Usability-Methoden: „Klassiker“ dominieren (noch) – innovative Methoden sind im Kommen!

Im eResult-Newsletter vom Juni 2006 haben wir unseren Abonnenten folgende Frage gestellt: „Welche Usability-Methoden und Erhebungsverfahren setzen Sie im Rahmen Ihrer Projekte ein?“ Die Ergebnisse sind zum Teil „erwartungskonform“, bieten aber auch einige Überraschungen…

Bei den Erhebungsverfahren gab es einen eindeutigen „Gewinner“: Blickverlaufsmessungen werden am häufigsten eingesetzt.
60% sind mit diesem Erhebungsverfahren vertraut!

Überraschend: Gruppendiskussionen / Fokusgruppen kommen fast in jedem zweiten Projekt zum Einsatz (46%).
Tiefeninterviews weisen dagegen eine geringe Bedeutung auf: Nur 15% sind mit diesem Verfahren vertraut bzw. haben bereits Tiefenintervies durchgeführt / dürchführen lassen.

Im Rahmen der permanenten Erfolgskontrolle wird vor allem das Klickverhalten gemessen (User-Tracking, Web-Analytic):
47% der befragten Personen erfassen die Surfpfade ihrer Site-Besucher. Bereits 40% befragen ihre Site-Besucher, vorzugsweise mit Hilfe sog. Onsite-Befragungen.

Bei den Usability-Methoden halten sich experten- und nutzerbasierte Methoden die Waage: 45% haben Erfahrungen mit szenariobasierten Nutzertests im Usability-Lab, eine expertenbasierte Usability-Evaluation haben 41% durchgeführt bzw. in Auftrag gegeben.
Interessant: Immerhin 24% sind mit taskbasierten Online Usability-Tests (remote testing) vertraut, einer Methode, die erst in jüngster Zeit zum Einsatz kommt.

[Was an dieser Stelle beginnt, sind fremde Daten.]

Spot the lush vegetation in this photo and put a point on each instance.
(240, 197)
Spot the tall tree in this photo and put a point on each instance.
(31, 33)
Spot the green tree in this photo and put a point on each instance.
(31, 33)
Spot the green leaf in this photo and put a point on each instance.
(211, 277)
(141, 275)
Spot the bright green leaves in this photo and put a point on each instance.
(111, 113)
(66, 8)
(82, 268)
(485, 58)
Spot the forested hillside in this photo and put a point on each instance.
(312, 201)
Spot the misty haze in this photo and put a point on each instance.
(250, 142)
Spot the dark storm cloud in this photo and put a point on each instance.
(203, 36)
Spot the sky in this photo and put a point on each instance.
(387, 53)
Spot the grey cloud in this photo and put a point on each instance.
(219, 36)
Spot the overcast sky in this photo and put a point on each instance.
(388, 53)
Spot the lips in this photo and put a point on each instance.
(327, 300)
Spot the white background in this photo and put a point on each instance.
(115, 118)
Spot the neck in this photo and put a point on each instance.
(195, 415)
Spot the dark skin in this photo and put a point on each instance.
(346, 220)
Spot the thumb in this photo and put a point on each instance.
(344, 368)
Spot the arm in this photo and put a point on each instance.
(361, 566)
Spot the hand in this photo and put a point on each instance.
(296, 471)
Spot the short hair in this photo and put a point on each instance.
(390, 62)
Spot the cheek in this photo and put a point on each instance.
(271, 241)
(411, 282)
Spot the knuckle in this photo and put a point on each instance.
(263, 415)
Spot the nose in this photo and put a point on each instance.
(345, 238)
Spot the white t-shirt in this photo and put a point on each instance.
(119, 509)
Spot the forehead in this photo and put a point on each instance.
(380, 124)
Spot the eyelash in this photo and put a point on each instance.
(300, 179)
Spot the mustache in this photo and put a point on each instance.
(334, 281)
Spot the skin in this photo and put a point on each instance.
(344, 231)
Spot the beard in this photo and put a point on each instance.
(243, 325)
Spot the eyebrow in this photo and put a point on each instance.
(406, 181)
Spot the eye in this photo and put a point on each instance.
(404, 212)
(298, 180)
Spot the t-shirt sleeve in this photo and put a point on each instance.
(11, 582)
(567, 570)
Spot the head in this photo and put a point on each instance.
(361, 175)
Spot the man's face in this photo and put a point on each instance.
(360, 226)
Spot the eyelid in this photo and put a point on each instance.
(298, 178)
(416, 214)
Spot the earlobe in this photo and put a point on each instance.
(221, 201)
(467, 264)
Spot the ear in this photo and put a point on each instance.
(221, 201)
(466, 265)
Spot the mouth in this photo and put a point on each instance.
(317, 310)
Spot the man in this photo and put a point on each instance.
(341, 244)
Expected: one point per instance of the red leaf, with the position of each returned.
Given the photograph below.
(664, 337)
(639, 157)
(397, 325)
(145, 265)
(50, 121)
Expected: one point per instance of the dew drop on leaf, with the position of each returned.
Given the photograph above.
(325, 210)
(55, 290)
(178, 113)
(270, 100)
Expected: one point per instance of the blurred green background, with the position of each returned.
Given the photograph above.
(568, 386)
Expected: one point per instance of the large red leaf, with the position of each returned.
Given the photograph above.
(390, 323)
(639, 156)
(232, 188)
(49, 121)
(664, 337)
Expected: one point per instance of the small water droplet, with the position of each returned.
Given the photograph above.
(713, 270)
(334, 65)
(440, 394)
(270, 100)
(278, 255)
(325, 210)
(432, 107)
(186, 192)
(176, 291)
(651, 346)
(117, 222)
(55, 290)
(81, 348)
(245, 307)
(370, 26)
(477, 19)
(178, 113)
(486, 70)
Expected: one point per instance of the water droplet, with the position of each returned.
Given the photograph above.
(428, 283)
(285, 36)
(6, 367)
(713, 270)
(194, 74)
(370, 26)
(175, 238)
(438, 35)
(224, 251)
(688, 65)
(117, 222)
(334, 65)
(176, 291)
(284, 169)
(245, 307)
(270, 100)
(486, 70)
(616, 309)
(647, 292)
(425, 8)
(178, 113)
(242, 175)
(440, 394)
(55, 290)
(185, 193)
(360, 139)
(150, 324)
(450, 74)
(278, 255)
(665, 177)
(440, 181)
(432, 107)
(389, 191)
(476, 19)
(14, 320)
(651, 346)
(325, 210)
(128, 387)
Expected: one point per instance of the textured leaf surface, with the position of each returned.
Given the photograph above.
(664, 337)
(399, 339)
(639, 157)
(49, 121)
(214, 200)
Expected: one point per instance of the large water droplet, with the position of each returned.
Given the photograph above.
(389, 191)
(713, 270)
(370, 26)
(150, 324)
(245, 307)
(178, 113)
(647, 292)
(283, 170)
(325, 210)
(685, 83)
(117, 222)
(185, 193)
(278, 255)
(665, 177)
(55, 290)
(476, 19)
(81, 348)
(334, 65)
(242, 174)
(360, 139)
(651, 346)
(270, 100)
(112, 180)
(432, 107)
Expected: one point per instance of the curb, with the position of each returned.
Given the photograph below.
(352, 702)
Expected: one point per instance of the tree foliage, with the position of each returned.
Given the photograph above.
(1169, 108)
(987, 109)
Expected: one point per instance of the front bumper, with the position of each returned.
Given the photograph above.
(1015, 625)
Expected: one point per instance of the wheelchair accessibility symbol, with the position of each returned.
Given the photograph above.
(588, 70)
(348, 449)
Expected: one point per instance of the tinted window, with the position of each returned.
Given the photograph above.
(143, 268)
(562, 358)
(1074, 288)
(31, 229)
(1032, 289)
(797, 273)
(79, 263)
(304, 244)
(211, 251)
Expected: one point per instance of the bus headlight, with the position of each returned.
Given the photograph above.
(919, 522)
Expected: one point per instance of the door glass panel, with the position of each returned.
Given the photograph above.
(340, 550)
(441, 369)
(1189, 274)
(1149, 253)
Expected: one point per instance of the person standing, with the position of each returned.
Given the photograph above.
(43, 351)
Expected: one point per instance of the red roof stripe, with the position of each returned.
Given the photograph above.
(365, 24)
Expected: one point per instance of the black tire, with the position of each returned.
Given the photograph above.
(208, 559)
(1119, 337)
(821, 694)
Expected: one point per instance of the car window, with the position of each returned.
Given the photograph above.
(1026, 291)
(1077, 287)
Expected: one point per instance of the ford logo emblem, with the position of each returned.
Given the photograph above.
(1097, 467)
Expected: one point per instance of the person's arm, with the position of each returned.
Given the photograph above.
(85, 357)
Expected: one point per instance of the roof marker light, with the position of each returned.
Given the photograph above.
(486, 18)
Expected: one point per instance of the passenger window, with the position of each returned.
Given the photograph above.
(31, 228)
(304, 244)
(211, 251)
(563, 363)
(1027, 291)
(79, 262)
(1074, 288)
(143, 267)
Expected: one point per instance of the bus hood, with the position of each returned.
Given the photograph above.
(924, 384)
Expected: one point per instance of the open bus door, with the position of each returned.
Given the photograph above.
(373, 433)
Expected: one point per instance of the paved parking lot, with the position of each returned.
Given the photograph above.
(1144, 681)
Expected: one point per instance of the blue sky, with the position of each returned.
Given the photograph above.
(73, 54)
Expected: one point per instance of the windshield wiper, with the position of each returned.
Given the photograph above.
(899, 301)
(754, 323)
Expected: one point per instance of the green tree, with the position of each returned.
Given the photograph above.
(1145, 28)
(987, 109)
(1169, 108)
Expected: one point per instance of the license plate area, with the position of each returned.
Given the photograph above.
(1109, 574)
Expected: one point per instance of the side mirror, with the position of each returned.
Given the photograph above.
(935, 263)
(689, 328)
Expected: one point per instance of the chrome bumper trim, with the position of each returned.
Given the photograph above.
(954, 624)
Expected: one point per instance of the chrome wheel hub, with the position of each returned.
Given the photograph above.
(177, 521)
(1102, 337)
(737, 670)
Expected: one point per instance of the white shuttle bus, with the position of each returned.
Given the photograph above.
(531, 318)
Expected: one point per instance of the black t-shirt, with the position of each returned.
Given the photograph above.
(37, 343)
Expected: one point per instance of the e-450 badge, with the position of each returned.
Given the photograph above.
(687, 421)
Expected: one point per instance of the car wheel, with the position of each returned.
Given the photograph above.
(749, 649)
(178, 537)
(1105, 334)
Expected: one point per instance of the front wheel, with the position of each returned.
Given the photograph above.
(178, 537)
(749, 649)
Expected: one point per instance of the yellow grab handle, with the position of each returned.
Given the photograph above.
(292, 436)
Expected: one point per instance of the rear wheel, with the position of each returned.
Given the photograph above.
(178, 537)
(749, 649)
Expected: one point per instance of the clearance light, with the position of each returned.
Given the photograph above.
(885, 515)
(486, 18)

Relevanz und Verbreitung weiterer Methoden im Überblick:

  • 41% führen Design-/Konzepttests durch.
  • 27% haben Erfahrungen mit dem sog. Card Sorting.
  • 24% führen Text- / Content-Analysen durch.

Ergebnisse basieren auf einer eResult-Umfrage (Juni 2006, Teilnehmer: 83 – mit Methoden- erfahrungen, N=3.620).